Dive Brief:
- Dog toys and treats brand Bark made progress in slashing its shipping costs this past quarter as it benefited from more advantageous contracts, CFO Zahir Ibrahim said on an earnings call last month.
- The company, which owns the monthly subscription service BarkBox, saw shipping and fulfillment expenses decline $5.8 million for the quarter that ended Dec. 31. That was due, in part, to "efficiencies we have derived from more favorable shipping contracts," Ibrahim said.
- In the U.S., BarkBox delivers to customers using a combination of FedEx, the U.S. Postal Service and Pitney Bowes. Carriers have become more amenable to shipping discounts over the past year as they grapple with weak demand.
Dive Insight:
After seeing a jump in shipping rates in its 2022 fiscal year, Bark has steadily trimmed its costs tied to fulfillment and delivery as the pricing environment has become more favorable to shippers.
Co-founder, Executive Chairman and CEO Matt Meeker said in June 2023 that Bark renegotiated contracts with its "strategic shipping partners," helping lower transportation costs and limit potential surcharges. Meeker also noted in August 2023 that Bark would further trim costs by consolidating the number of carriers it uses and reducing its warehouse footprint.

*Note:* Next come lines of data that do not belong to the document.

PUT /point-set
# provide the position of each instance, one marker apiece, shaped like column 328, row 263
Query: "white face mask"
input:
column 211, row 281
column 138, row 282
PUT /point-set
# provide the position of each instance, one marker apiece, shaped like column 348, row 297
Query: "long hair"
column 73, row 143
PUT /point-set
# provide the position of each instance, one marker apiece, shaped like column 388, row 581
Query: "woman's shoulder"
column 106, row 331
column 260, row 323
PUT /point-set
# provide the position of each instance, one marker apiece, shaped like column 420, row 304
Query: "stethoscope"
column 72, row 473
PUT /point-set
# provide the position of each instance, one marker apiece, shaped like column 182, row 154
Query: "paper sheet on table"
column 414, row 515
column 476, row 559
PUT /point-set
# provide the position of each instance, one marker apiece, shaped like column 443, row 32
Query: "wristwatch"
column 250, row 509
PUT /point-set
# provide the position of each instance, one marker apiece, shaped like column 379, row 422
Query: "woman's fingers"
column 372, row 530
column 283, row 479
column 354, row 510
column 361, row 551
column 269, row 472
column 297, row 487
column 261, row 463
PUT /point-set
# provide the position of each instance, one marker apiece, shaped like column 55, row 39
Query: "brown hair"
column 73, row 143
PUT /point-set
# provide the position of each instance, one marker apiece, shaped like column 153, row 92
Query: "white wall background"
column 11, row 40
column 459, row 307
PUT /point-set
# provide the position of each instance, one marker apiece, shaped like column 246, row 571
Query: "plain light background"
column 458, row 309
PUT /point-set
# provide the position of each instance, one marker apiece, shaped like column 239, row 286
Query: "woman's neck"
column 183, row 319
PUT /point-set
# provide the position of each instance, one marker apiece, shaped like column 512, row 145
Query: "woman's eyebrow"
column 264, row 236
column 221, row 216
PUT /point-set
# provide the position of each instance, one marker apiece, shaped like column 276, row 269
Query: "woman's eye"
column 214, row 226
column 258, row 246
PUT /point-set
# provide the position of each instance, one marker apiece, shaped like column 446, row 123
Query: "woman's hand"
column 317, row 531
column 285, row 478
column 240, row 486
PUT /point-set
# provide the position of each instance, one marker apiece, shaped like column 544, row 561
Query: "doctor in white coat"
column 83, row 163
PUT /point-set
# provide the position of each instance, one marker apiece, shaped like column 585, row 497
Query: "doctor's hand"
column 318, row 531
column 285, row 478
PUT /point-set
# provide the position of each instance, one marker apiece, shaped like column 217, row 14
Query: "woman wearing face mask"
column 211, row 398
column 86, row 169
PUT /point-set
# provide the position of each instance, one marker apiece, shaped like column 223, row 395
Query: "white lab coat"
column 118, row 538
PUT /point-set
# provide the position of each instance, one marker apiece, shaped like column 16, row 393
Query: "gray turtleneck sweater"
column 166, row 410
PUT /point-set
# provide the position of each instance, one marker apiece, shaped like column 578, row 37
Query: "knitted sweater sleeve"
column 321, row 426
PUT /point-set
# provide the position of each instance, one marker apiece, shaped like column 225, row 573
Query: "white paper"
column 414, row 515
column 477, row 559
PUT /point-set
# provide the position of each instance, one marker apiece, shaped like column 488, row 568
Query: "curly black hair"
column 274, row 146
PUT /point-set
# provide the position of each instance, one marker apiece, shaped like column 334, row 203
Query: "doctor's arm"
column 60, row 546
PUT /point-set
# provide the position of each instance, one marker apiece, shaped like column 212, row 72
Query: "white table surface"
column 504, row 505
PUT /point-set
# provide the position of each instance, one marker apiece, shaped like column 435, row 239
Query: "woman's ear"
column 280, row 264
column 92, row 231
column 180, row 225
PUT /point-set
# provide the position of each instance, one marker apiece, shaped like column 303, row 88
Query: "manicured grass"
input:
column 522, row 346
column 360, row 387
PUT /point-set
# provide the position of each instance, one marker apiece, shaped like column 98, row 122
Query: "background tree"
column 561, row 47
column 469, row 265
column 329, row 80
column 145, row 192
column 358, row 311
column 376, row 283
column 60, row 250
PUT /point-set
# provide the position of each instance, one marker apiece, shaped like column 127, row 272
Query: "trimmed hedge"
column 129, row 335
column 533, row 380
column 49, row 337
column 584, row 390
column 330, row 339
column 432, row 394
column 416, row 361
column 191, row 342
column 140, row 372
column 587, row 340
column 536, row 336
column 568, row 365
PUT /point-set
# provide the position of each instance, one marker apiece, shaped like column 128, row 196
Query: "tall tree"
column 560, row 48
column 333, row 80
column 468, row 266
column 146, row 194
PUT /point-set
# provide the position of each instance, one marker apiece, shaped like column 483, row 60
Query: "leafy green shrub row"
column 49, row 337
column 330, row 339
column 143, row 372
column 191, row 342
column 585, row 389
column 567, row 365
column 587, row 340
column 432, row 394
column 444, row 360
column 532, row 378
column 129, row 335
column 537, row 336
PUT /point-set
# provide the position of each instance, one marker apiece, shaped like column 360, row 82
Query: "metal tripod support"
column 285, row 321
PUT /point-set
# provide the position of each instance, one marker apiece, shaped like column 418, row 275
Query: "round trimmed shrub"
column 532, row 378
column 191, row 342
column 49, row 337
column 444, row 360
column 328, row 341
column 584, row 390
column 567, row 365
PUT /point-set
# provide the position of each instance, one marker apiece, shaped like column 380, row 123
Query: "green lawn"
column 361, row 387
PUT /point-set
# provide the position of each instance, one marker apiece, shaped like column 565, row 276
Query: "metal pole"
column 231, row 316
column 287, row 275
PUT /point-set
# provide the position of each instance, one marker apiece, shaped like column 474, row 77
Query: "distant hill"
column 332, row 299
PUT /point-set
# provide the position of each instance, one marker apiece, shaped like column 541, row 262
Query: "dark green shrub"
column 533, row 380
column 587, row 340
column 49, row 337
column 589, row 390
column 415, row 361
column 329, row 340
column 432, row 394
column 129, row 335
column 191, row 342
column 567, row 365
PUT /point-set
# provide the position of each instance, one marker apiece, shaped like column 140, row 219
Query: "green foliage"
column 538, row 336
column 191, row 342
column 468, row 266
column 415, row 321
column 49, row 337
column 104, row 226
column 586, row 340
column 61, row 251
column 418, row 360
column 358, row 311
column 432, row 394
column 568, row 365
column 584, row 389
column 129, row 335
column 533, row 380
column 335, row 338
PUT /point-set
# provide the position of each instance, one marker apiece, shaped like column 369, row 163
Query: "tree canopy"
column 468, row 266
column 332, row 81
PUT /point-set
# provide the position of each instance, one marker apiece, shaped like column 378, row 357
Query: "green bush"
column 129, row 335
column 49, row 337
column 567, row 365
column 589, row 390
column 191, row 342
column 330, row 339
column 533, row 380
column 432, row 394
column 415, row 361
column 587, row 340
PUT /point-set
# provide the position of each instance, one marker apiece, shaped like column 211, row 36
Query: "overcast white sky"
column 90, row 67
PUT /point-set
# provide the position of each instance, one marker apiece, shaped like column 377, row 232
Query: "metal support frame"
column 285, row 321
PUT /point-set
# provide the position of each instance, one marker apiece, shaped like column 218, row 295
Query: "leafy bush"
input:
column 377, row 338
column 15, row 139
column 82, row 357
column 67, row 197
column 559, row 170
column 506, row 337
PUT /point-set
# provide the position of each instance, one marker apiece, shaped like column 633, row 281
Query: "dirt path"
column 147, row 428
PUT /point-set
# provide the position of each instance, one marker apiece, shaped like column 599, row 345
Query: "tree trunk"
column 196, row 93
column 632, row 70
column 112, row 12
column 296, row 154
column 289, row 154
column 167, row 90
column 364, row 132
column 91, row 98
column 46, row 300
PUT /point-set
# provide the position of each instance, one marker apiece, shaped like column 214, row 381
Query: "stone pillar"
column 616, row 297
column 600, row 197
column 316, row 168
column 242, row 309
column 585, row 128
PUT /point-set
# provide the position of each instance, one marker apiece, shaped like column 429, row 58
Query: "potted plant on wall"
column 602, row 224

"We're executing the roadmap that we laid out when I returned to the CEO role," Meeker said on last month's call. "In those two years, we improved our gross margin by 600 basis points and another 300 basis points on shipping and fulfillment."
Lower demand also factored into reduced shipping costs for Bark, as order volume fell by 5.8% for the quarter that ended Dec. 31. However, the 14% decline in shipping and fulfillment expenses outpaced that drop in demand, according to Bark's quarterly earnings report.
Bark joins shippers like Macy's and Rent the Runway in securing more favorable delivery contracts since 2023. Reduced shipping expenses recently helped other businesses improve their bottom lines as well.
Qurate Retail, owner of QVC, saw lower fulfillment expenses due, in part, to favorable rates from a new parcel carrier contract that went into effect in late July, CFO Bill Wafford said on a Feb. 28 earnings call. The multi-year agreement was with the company's primary domestic small-parcel carrier, the company previously disclosed.
Medical uniform and apparel company Figs saw selling expenses as a percent of net revenue fall by 670 basis points this past quarter due partly to "improved domestic shipping fees," according to an earnings presentation. The company uses UPS and the U.S. Postal Service for U.S. deliveries.